More than one in three Greeks is at risk of poverty and social exclusion - the highest rate in the Eurozone and second-highest rate in the EU after Romania and Bulgaria (40pc) - the latest Eurostat figures reveal.
This is partly because of unemployment, which remains stubbornly high after an eight-year recession. By the official figures it stands at 23 percent, but a Labour Institute report, which also takes underemployment into account, puts it at 28 percent (compared to the Eurozone’s 9 percent).

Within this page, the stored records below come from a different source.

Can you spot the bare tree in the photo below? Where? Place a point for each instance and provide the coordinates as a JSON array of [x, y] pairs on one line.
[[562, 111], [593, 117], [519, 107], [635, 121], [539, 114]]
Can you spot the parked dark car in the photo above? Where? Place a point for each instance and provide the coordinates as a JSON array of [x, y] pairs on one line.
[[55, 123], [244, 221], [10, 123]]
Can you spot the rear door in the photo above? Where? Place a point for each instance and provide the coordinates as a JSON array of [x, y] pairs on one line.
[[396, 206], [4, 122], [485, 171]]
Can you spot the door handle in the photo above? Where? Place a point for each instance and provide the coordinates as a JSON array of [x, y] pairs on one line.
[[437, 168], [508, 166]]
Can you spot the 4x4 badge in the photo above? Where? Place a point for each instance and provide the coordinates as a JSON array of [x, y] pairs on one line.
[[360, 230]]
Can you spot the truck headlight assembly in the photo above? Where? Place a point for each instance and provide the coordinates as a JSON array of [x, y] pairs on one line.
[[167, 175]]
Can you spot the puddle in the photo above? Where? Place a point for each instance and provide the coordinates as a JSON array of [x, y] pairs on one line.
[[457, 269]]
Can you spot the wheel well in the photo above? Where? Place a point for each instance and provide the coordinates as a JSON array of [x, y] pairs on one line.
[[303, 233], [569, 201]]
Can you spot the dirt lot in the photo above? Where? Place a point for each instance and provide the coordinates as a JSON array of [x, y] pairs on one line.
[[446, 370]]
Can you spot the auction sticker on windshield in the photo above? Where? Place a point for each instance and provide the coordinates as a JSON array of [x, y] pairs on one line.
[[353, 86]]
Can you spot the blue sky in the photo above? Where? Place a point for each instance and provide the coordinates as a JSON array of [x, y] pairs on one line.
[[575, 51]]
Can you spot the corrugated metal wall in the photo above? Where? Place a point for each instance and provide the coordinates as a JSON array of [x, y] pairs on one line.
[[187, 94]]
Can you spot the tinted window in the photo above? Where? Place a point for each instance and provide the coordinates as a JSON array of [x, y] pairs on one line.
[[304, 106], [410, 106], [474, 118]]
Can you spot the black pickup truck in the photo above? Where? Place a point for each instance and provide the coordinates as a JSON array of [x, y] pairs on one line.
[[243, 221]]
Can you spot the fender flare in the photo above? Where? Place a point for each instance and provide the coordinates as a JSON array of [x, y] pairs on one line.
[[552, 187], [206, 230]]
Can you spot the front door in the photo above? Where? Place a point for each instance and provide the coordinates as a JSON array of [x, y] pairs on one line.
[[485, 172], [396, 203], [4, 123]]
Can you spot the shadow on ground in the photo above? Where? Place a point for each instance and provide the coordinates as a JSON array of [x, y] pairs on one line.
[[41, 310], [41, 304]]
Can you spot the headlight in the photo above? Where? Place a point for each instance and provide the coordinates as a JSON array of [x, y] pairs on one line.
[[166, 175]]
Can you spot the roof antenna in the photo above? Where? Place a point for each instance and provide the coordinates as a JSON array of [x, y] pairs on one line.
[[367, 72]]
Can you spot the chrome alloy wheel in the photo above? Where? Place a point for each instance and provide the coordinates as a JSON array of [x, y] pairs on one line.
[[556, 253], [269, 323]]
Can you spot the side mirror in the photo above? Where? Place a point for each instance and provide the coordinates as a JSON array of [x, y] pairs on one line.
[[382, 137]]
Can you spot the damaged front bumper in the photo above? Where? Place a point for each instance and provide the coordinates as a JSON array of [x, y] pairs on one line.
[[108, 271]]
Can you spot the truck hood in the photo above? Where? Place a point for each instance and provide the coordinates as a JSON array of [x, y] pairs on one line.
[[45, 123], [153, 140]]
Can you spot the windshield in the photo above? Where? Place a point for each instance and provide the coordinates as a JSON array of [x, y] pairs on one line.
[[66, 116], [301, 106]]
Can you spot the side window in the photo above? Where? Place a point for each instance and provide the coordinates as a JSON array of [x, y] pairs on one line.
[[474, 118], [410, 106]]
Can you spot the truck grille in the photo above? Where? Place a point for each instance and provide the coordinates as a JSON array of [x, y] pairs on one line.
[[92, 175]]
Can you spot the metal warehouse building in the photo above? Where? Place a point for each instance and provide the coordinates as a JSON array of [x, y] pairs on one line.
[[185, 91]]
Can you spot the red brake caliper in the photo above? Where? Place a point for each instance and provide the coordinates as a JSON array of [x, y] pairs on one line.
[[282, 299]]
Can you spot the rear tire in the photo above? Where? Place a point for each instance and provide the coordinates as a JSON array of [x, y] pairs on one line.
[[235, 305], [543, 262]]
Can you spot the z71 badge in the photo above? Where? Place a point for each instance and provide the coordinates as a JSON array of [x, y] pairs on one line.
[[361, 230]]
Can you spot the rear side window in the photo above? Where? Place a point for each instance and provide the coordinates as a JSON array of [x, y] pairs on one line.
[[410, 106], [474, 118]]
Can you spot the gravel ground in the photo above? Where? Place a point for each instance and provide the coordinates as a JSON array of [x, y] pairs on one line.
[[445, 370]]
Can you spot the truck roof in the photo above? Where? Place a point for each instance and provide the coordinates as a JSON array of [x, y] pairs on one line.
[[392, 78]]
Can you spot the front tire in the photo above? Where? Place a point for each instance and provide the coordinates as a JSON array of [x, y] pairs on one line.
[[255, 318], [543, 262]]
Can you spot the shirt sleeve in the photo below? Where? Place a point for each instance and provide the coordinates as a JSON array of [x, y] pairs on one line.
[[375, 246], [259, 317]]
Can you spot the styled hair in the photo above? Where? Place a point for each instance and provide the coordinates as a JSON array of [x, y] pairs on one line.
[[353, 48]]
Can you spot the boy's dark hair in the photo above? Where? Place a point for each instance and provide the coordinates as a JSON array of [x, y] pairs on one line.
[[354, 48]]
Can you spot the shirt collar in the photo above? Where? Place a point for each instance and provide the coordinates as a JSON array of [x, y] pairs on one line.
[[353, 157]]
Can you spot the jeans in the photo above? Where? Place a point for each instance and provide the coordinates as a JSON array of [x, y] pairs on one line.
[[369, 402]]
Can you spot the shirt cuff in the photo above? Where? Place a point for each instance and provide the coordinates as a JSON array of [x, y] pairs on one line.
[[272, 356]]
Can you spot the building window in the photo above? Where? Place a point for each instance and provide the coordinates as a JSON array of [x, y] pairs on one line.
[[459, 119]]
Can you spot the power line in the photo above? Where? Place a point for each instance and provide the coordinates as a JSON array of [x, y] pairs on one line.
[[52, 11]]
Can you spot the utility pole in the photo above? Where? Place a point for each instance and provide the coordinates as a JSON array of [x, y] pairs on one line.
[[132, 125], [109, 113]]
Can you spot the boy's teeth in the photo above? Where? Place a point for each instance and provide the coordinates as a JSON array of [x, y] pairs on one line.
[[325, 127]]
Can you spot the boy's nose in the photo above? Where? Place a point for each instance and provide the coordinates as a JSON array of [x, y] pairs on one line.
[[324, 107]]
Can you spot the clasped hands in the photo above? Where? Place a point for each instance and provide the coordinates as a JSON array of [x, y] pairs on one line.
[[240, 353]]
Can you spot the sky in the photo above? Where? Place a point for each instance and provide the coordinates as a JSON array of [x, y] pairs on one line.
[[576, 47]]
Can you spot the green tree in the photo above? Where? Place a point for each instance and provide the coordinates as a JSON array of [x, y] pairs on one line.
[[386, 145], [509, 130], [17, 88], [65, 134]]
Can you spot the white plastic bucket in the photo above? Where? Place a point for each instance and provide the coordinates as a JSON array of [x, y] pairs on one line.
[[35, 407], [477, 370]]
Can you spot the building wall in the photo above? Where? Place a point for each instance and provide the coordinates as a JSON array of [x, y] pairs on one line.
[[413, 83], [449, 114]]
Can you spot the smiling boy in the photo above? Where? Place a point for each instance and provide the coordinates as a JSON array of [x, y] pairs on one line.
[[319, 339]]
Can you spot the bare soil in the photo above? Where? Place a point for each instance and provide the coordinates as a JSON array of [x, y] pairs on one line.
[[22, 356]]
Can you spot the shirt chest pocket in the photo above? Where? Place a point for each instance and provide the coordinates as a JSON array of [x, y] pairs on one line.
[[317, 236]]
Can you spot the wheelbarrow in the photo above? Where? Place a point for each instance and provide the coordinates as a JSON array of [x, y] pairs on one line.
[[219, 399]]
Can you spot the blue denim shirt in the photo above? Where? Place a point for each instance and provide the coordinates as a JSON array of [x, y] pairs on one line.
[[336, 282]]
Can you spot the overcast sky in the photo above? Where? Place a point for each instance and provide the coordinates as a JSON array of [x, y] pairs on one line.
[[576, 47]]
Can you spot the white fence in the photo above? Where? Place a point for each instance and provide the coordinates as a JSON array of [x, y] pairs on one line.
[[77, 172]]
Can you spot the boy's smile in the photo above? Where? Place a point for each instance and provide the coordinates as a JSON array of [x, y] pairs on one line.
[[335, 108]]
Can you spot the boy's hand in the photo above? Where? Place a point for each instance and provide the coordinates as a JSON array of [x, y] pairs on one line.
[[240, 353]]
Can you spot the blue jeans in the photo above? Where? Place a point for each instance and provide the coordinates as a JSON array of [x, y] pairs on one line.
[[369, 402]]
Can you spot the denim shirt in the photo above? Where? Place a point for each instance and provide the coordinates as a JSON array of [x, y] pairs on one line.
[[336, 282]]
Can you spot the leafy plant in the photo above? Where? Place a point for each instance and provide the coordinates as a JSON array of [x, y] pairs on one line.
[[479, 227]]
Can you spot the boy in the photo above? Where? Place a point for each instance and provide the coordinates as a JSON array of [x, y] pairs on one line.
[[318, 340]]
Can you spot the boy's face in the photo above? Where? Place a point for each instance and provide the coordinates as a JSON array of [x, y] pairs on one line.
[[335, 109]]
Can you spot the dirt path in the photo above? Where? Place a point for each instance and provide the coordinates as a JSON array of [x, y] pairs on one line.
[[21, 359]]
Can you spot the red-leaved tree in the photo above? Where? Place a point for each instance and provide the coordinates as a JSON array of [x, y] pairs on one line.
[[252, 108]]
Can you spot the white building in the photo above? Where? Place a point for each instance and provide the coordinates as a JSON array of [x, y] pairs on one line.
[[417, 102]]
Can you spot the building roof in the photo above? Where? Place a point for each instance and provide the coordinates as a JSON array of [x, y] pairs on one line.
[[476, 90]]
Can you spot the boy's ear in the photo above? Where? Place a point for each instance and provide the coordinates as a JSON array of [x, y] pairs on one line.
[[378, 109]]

The Labour Institute also highlights the second reason for Greek poverty risk: the fact that people are simply being poorly paid. Due to the weakness of the Greek recovery, new jobs are almost entirely part time, and underpaid. A third of full-time workers and one in four part-time workers are being paid an average of €397 euros, even less than minimum wage €431 per month) which is roughly the statistical poverty level (and this is already defined as a very low €4,500 per annum in Greece, compared to, say, €12,765 in Germany).
The Institute, Greece's main labour think-tank, blames low rates of investment. Given current rates, it says, Greek employment would reach pre-recession levels in 2033.
These readings underline how the medicine of austerity is still failing to produce notable results in Greece, long after Spain and Portugal graduated from their programmes and are now achieving higher rates of growth than the Eurozone average, while Ireland is approaching zero rates of unemployment.
It is true that thanks to austerity, Greece balanced its budget in 2014, but the recession produced by public spending cuts only ended this year, and the recovery is in the order of 0.8pc of GDP in the second quarter, failing to meet predictions of 2.7pc growth.
Why is this? Partly because the Greek recession was deeper than those of other programme countries, wiping a quarter of the economy out; and partly because the Greek debt is known to be unsustainable, frightening investors away, and the Eurozone has been slow to reschedule it. But the answer also lies in the reluctance of Greek governments to challenge vested interests (with the exception of the Piraeus Port Authority, all of Greece’s major privatisations went to oligarchs), build an effective tax enforcement mechanism (the government’s conservative estimate of tax evasion from fuel smuggling, for instance, is €1bn), or to stimulate investment, exports and job creation.
This last is the most complex problem. It is partly due to the fact that banks cannot finance enterprise, because they have enormous levels of non-performing loans after years of dithering on governments’ part on how to dispose of these. Then there is the reluctance of governments to simplify procedures for opening and closing businesses, licensing and permitting, because that would involve staff cuts in the state – the country’s most influential client base. Third, there is the impossibility of offering tax cuts to businesses and consumers, because the combination of a bloated state and inefficient tax collection machinery mean high taxes for all. And finally there is the inability of most Greek politicians to comprehend how money is made, because few of them have worked in the private sector.